Bentek estimates the current coal-to-gas switching in the US at an average 1.3 to 1.6 Bcf/d based on its model, which calculates actual and expected gas burn for power demand using temperatures and pipeline flows. The difference between actual and expected, if positive, indicates "extra" gas burn from fuel-switching, and with nuclear already accounted for, it effectively indicates a switch from coal-fired generation.

"It's much more than we expected," Bentek analyst Ben MacFarlane said. "It's supposed to be mostly a shoulder-season event."

In the Southeast the extra gas burn averaged 939,440 Mcf/d from November 1 to 17, the second-highest average for a month this year to date, Bentek data showed. On seven of those days, that volume was above 1 Bcf and peaked at 1.54 Bcf on November 10. That volume averaged 241,179 Mcf/d in November 2008.

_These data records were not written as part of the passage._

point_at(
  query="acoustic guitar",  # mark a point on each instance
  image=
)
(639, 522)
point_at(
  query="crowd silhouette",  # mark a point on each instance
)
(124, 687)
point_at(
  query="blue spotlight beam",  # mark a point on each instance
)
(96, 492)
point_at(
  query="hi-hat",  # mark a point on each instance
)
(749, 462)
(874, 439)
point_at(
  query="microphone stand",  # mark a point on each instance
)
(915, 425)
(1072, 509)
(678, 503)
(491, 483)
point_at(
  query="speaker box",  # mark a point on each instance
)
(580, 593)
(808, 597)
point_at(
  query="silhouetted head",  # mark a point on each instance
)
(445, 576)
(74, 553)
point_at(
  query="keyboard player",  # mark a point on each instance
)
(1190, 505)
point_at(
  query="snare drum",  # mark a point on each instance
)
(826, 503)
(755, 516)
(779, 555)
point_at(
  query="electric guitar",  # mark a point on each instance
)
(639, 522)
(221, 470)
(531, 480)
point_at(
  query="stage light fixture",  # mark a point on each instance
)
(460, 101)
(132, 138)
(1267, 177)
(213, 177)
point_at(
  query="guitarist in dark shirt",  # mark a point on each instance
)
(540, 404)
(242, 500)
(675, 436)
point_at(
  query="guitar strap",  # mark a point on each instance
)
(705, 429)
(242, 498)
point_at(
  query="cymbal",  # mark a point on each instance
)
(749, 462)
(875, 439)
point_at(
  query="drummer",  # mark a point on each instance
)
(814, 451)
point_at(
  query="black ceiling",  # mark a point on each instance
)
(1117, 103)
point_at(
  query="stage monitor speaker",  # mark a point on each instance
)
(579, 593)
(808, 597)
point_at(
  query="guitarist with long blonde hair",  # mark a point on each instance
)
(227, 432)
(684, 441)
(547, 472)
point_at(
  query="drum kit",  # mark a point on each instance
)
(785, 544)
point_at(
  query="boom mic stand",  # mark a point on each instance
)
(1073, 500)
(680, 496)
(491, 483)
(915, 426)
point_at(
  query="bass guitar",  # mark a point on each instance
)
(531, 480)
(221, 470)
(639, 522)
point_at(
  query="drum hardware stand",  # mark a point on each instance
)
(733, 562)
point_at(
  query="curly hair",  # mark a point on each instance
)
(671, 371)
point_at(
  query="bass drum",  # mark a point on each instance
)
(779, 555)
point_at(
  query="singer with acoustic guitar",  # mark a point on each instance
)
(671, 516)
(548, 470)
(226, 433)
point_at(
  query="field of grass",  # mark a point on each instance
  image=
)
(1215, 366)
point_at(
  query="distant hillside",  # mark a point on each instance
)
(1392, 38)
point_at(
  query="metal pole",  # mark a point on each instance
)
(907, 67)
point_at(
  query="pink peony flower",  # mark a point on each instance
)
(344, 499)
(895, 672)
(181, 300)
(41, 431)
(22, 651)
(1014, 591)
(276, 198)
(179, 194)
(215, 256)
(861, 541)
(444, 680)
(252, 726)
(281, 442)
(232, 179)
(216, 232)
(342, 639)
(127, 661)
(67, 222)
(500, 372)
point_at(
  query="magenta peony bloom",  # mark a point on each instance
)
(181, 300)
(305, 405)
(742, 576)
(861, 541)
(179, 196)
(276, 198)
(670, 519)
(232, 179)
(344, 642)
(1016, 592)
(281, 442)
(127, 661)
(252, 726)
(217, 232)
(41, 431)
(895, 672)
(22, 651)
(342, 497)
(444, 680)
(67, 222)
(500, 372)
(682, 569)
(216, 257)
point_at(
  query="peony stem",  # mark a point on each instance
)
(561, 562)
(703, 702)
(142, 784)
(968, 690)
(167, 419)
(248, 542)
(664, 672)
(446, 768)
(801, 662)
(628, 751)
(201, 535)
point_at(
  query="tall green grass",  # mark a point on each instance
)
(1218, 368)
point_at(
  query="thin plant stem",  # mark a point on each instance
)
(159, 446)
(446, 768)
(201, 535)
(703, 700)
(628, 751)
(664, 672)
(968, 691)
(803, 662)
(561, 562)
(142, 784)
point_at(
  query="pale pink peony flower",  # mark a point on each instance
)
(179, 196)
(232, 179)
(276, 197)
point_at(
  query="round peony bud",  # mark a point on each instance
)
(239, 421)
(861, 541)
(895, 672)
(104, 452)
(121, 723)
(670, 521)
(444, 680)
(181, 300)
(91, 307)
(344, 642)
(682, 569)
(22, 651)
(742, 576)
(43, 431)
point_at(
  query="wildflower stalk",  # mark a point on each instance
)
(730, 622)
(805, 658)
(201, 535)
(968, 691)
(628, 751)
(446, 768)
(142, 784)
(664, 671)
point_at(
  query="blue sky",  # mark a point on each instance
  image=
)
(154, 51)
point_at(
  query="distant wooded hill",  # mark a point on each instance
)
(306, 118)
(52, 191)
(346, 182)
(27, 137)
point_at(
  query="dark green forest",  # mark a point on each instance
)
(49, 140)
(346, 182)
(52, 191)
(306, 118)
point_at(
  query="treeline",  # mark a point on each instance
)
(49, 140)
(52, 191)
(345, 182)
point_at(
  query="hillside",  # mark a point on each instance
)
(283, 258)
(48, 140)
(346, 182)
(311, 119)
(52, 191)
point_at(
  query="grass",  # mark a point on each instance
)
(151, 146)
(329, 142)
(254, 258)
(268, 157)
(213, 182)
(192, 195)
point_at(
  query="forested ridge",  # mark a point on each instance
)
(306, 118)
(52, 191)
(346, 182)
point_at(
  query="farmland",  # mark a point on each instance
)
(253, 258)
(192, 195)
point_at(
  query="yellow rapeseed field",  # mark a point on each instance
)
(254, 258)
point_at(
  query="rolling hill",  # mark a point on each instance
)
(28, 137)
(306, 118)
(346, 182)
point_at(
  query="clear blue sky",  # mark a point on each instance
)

Since February, low gas prices have led power generators to favor gas, but many analysts were expecting coal to regain its share of power generation demand as winter demand picked up. "We're expecting it to decrease somewhat as temperatures go down," MacFarlane said, "But we do expect it to continue through winter."

By November 19, cash prices were diving again, which the trader attributed to the "finite amount of buying they can do -- It's not endless buying. MacFarlane said how much impact this switching, if it continues, has on the market is also limited.

"The whole thing is just temperature. If we can get an extra 1.5 Bcf/d demand of gas, times 100 days, it's still only 150 Bcf/d. This will be a drop in the bucket compared to the enormous impact temperatures will have on residential and commercial demand this winter."